Four years later, McAvoy was at Gallagher’s side as he set out to conquer the world.
It was an exciting time and would have a lasting impact on rock ’n’ roll, with Gallagher nowadays acknowledged as one of the most influential guitarists of the era.
“The number of well-known musicians influenced by Rory is incredible,” says McAvoy.
“Johnny Marr, from The Smiths, Brian May, from Queen, Slash… all these people built on Rory’s legacy. He was a one-off. He developed his own style of playing.”
Even at the zenith of his fame in the 1970s, however, Gallagher never conducted himself like a preening rock star, says McAvoy.
On stage, he played with an almost demonic intensity. Off it, he was quietly spoken, low-key.

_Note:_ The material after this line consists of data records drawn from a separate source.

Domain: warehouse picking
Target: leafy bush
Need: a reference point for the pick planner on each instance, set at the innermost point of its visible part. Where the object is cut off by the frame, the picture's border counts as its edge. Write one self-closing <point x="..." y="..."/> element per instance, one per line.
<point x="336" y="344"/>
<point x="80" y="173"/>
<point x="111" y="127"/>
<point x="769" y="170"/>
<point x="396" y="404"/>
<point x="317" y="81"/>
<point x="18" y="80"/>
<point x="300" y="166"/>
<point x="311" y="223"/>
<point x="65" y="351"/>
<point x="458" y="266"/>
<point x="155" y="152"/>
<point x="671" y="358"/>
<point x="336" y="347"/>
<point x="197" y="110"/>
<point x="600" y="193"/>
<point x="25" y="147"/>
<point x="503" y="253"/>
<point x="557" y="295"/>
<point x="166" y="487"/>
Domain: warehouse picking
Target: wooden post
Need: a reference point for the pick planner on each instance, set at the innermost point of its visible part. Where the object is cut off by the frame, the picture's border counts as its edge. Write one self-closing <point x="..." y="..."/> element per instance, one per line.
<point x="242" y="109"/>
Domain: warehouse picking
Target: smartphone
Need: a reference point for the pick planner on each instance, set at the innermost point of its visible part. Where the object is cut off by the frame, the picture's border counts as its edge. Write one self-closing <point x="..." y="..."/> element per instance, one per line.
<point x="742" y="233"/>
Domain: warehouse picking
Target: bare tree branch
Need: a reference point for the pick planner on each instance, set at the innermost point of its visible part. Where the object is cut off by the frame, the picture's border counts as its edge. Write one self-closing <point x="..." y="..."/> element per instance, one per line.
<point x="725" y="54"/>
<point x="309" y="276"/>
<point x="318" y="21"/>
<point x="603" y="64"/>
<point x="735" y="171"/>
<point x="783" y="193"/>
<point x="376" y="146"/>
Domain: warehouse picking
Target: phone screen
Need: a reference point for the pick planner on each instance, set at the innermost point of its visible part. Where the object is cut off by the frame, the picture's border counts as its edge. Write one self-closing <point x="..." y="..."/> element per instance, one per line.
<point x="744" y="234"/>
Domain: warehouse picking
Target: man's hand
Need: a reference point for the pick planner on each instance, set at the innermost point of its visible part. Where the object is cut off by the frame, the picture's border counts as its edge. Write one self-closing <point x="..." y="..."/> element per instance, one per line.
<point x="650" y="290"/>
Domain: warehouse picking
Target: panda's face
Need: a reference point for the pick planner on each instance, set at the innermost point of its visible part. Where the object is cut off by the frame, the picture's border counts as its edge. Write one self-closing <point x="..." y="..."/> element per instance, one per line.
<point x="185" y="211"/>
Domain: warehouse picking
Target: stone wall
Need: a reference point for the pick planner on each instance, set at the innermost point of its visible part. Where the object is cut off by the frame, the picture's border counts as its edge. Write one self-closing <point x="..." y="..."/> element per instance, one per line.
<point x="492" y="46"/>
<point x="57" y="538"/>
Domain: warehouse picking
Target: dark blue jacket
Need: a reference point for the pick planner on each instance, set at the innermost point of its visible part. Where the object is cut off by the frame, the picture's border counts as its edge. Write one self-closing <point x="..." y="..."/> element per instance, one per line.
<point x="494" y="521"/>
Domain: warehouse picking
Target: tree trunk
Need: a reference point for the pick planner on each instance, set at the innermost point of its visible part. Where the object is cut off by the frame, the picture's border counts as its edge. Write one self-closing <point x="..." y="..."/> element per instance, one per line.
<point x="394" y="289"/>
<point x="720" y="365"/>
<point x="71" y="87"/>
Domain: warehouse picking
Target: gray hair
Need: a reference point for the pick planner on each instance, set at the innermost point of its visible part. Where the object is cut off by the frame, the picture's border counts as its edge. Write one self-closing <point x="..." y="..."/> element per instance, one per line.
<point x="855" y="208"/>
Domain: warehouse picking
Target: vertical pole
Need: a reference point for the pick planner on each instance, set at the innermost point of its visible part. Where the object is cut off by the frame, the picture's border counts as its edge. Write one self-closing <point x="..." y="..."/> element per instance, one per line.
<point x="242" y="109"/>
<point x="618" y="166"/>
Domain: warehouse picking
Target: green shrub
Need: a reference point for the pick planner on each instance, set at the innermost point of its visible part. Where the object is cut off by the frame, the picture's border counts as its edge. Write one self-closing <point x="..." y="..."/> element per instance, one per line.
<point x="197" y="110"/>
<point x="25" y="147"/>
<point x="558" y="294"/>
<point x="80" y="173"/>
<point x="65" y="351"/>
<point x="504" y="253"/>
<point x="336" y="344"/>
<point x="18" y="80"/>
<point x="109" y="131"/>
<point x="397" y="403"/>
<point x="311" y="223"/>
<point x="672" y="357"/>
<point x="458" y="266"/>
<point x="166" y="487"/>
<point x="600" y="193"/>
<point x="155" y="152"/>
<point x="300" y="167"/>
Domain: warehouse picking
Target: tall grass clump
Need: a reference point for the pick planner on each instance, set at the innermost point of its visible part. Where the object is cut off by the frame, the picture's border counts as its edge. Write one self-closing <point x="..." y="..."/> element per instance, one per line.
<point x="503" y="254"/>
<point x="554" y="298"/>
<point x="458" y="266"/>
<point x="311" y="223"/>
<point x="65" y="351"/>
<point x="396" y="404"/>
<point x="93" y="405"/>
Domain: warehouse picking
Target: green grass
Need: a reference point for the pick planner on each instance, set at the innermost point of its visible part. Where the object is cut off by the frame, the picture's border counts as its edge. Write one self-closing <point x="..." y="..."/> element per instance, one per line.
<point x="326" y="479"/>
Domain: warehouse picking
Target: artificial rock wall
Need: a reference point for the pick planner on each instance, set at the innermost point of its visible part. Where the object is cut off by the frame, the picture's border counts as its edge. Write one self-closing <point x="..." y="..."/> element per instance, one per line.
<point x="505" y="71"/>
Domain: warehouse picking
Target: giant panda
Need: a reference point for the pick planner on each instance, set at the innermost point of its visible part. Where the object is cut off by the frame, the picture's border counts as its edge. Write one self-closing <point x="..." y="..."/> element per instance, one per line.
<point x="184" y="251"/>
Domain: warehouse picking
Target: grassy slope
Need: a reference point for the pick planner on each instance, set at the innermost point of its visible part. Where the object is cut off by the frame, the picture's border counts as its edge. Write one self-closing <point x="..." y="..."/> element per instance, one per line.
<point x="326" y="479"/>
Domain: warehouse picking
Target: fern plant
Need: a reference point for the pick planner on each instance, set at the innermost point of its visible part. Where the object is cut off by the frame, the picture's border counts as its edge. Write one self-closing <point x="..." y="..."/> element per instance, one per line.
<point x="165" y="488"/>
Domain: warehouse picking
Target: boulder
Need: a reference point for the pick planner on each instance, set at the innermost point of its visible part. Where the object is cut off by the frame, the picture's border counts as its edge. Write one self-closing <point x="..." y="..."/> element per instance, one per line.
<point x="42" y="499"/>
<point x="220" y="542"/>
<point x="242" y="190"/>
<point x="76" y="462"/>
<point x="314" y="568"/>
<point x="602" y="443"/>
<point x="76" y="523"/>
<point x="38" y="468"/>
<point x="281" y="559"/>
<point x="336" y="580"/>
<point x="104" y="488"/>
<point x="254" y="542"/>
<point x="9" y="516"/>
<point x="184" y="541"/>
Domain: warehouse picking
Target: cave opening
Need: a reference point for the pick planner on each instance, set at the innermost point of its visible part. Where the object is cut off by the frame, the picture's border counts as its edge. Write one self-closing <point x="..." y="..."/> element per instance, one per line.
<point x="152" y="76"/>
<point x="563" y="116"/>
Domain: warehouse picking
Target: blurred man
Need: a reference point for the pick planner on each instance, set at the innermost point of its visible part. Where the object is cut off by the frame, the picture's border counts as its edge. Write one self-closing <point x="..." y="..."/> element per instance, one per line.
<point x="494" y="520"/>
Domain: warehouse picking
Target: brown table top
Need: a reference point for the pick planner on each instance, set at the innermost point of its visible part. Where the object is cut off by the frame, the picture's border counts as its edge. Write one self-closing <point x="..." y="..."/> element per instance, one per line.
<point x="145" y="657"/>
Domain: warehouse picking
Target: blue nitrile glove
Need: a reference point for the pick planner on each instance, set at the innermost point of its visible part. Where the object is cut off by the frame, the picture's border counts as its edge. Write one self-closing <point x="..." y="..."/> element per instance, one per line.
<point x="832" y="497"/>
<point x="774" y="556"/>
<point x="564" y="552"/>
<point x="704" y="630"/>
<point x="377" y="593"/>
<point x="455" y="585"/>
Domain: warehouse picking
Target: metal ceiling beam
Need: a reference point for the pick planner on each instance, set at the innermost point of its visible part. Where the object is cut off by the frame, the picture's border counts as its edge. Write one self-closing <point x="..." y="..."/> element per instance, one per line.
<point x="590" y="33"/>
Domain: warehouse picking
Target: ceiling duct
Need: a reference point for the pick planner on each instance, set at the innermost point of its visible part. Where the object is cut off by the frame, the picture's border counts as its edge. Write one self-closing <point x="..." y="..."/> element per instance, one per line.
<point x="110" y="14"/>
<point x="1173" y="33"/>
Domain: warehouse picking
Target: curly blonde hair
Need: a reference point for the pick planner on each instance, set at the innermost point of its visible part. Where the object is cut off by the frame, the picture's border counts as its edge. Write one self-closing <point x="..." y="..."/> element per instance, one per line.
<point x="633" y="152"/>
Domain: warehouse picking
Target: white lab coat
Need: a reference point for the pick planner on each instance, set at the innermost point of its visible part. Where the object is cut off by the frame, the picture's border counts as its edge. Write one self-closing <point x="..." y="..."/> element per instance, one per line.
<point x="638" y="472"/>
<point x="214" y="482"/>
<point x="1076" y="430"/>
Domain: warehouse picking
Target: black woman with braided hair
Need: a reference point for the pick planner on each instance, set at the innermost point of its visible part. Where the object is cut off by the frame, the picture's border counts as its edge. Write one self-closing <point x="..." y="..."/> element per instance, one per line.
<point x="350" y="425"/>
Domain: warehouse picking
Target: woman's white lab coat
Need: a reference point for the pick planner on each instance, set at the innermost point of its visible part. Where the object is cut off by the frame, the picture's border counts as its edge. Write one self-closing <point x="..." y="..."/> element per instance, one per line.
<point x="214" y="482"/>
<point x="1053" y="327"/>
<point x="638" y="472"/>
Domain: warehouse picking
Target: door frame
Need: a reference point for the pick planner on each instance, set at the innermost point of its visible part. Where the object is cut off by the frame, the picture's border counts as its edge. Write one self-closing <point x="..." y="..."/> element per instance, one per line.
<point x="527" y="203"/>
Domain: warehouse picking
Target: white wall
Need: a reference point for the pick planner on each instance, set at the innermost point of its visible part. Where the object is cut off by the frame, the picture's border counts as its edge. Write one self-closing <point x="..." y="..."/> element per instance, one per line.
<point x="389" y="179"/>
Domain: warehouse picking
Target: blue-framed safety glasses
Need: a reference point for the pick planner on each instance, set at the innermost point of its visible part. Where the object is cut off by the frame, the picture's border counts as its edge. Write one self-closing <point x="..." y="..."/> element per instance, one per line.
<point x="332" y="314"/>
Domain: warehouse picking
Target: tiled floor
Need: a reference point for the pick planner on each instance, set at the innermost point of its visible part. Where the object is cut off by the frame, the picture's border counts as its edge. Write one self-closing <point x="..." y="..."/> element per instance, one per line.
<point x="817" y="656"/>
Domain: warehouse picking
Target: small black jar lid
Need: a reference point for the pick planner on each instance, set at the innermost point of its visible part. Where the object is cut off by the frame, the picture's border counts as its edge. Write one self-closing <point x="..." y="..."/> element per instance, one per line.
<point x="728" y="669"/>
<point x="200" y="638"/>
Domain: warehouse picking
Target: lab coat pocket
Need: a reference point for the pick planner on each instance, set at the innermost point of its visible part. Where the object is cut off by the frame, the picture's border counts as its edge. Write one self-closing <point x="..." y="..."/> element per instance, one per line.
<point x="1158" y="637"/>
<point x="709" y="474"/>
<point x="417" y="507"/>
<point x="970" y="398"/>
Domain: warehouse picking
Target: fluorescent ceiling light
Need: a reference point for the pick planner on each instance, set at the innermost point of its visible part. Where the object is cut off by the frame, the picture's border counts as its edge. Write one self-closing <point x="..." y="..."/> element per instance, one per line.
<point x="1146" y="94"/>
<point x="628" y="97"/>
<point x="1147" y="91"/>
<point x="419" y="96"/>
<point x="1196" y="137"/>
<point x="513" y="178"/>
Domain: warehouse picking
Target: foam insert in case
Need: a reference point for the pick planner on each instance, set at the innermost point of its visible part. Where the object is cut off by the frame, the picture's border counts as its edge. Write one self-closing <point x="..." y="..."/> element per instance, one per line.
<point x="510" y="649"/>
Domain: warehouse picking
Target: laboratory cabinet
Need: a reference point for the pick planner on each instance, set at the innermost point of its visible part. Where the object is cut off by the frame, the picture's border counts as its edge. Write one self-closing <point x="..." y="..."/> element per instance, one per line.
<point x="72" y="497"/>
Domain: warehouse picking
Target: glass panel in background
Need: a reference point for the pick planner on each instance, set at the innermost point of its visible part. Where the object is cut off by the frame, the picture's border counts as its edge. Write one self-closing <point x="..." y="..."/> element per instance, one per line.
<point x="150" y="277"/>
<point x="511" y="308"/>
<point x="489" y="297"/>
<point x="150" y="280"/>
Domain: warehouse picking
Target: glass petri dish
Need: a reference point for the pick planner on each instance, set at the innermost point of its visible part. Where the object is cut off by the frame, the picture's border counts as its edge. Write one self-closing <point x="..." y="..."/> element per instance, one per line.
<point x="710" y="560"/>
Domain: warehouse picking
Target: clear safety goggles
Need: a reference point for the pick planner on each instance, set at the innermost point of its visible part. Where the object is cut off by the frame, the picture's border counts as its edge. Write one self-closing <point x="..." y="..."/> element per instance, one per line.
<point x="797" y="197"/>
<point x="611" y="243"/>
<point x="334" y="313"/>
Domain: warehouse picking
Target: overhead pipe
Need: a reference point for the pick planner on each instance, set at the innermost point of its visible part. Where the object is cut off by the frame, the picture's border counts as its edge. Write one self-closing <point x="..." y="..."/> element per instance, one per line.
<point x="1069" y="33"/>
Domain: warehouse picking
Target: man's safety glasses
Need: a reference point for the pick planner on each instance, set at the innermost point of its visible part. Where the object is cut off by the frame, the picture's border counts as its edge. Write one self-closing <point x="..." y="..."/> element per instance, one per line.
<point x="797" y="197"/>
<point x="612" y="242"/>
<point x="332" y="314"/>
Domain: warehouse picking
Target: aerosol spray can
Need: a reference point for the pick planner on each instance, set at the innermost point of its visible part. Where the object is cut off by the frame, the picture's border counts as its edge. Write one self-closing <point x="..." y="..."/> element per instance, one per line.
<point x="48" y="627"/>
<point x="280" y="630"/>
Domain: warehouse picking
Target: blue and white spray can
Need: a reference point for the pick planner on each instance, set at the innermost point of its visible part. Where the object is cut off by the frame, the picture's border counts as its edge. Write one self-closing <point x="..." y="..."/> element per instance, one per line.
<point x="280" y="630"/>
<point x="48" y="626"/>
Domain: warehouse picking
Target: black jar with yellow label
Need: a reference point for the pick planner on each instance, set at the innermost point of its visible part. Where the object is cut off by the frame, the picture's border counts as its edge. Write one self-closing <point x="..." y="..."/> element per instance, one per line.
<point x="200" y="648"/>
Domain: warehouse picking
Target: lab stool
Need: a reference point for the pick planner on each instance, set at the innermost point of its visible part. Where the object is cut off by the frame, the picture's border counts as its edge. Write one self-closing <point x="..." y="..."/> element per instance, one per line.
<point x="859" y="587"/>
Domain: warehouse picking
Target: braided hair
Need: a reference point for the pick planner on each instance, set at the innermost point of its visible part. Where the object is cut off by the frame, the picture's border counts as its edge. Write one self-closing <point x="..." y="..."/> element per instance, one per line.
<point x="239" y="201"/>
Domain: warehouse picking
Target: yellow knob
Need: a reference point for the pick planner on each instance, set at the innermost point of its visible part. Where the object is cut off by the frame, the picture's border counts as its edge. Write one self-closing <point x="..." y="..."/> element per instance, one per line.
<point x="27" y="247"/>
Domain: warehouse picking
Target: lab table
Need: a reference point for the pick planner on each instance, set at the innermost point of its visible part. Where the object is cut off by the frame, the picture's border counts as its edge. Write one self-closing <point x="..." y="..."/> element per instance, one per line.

“He was the perfect gentlemen,” McAvoy says. “It was different on stage. He went from introvert to extrovert. Around people, he was very quiet.”
McAvoy parted from Gallagher in 1991. He was restless, wanted to try something different. There was no bad blood, he says.
At the same time, once the bassist walked away a distance set in. That’s how it was with Gallagher.
“We parted on good terms. I told Rory I felt it was time for me to move on. The following year, he was still putting a new band together, so I went out on the road with him.
“He was fine — now, he was one of those people where, if you left the ranks, you had crossed a dividing line, so to speak. I would still call him every Christmas.”
McAvoy couldn’t believe it when, in June of 1995, Gallagher died at 47, as a result of chronic liver damage.
“I knew Rory had been ill for a while,” McAvoy says. “He was tough. I thought, ‘Well, he’ll be back on the road again at some stage, doing what he does best’. But it never happened.”